Certains mécanismes ayant pour fonction la protection de l’emploi, s’ils doivent être analysés à l’aune de la rupture du contrat, ne heurtent cependant pas de manière frontale l’exercice du pouvoir qu’a l’employeur de mettre fin à la relation de travail. Ce n’est certes plus un pouvoir discrétionnaire, mais avec l’embauche, d’une part, et la prérogative de mettre fin au contrat, d’autre part, s’exprime encore de nos jours le conditionnement juridique des rapports de production,1152 ce rapport s’effectuant néanmoins toujours autour de la figure du contrat.

Pourtant, du contrat de louage au contrat de travail on est également passé d’un droit de la législation industrielle au droit du travail.

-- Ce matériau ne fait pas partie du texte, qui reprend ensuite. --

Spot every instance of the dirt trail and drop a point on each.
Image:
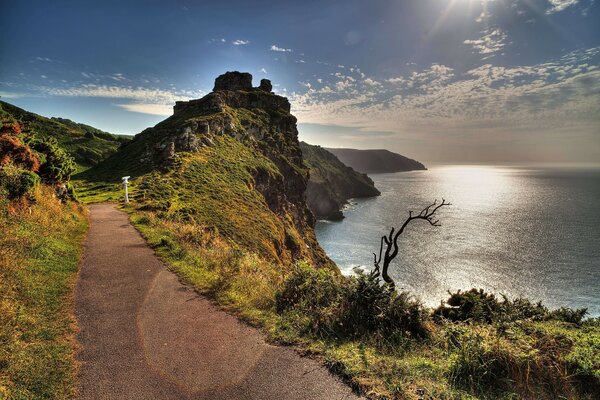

Aujourd’hui, l’évolution qui se dessine est celle de l’émergence d’un droit de l’emploi, partie intégrante du droit du travail, dont l’une des spécificités tend à la conservation du lien d’emploi. Or si l’on admet, avec d’autres,1153 que le contrat demeure bien le support du rapport de travail, il faut aussi le regarder non comme un élément figé mais tout au contraire comme une notion dynamique. En effet, appréhendé sous l’angle de la protection de l’emploi, le contrat dans sa vision classique apparaît transcendé par la finalité qui lui est désormais assignée. Certains y verront un enrichissement du contrat,1154 d’autres son forçage,1155 mais l’état du droit positif permet d’affirmer que le maintien de l’emploi est désormais érigé en impératif.1156 A l’évidence, le contrat de travail ne peut plus être abordé comme rendant seulement compte des termes d’un échange entre versement d’un salaire en contrepartie de l’exécution d’une prestation de travail. Un nouvel équilibre est en train de naître entre la sécurité de d’emploi pour le salarié et l’exercice par l’employeur de ses pouvoirs, notamment celui de rompre le contrat.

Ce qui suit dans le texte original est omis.